The cards have no memory and the shoe only delivers a result independent of who makes the bet. It is not relevant to personalise a situation of wins or losses to an individual except around decisions relating to credit or where some form of advantage play or suspected cheating may be relevant. Otherwise the focus should be about getting the most number of hands at the highest wager permitted. Volatility in results at high-end Baccarat emanates from too few players, playing for relatively short periods at substantial sums per individual wager. A maximum bet of US$250,000 played for 1,000 hands will result in an expected win of US$3.25M but will vary between a loss of US$12.55M and a win of US$19.05M in 95% of occasions. Add to this the impact of taxes on gross gaming revenue and any discounts or commissions applied based on activity and it is easy to understand why the game of Baccarat can raise fear in the heart of casino management. Normally stable results can move significantly with such play, with even further complications arising from the issuance of credit to such players. There is a saying that in the high stakes world of dealing with high rollers that as a casino you have to win twice. Once over the tables and the second time in collecting the debt.
Why is this relevant today? When MGM Mirage consolidated and dominated the high-end market in Las Vegas much of the volatility was dissipated. This is even more the case through the acquisition of Mandalay Resorts Group growing revenues to such an extent that the group’s quarterly revenues are now so large that even scenarios like the above cause ripples rather than waves. However, it is the advent of listed casino operators in Macau that will again make the market think about earnings volatility related to high stakes Baccarat.

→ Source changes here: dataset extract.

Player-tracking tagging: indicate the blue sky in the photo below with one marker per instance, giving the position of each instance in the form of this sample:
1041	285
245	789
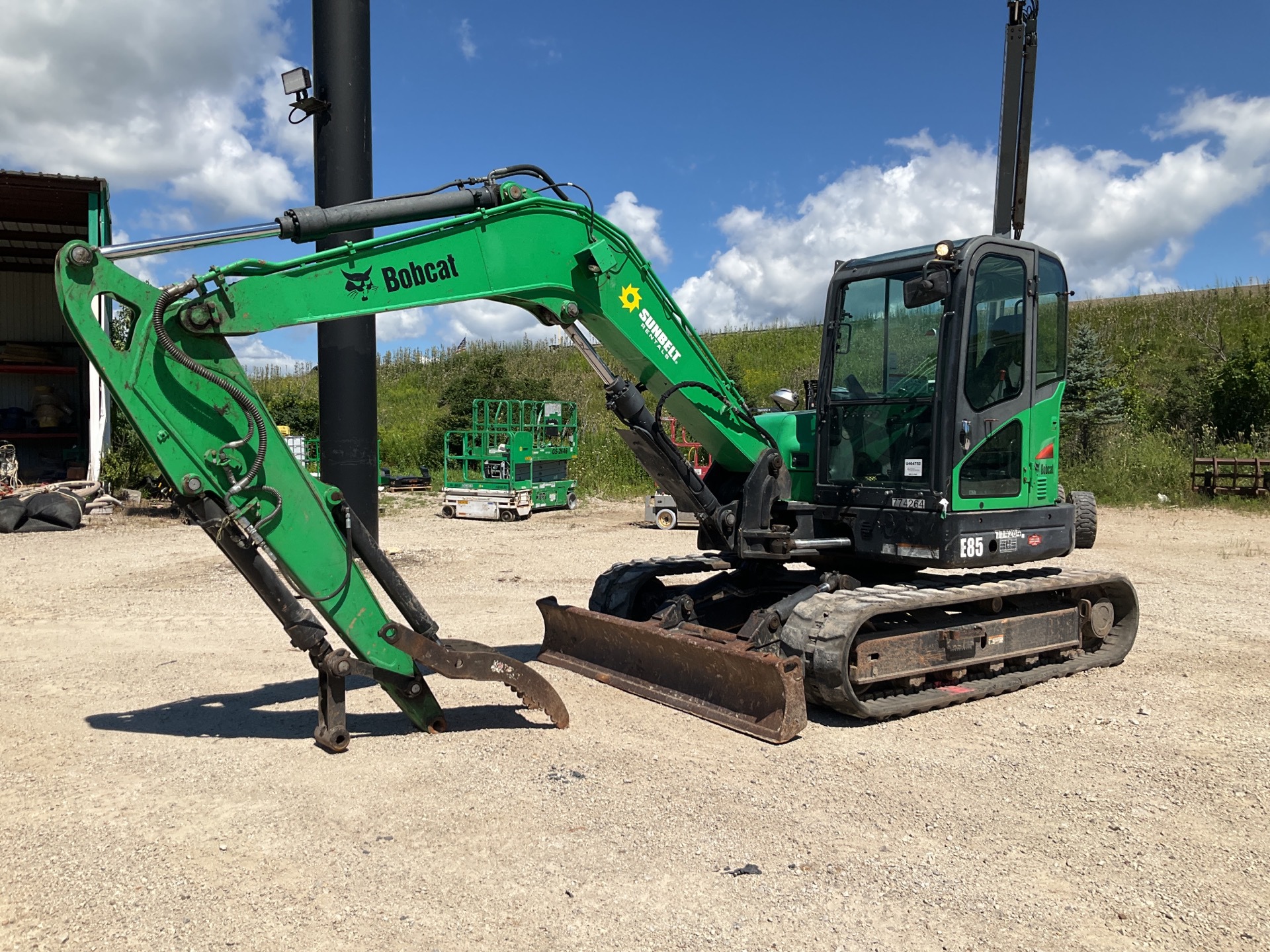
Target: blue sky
751	143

With six concession holders all vying for a piece of the high-end Chinese gaming market and with that market’s preference for the game of Baccarat there will be much more focus and discussion on Baccarat coming out of Macau. While VIP Baccarat volumes are much higher in Macau than in Vegas it is likely that this will be a highly competitive environment with all six operators seeking a piece of the action. US based companies may be restricted from competing for some part of that market due to their compliance initiatives following Nevada standards around “know your customer” and anti-money laundering provisions. Therefore when PBL/Melco, MGM/Pansy Ho, Wynn, SJM, Galaxy and LVSI all start competing for the very high-end players it will be interesting to see how volumes will be split and who amongst the listed operators can dominate this market. As Loveman put it – “it is a winner take all game”. While the market is certainly large, the volatility in quarterly results may result in some operators rationally exiting the very high stakes business and finding niche markets to cater to. Offering bets of US$250,000 per hand may not end up being to everyone’s liking.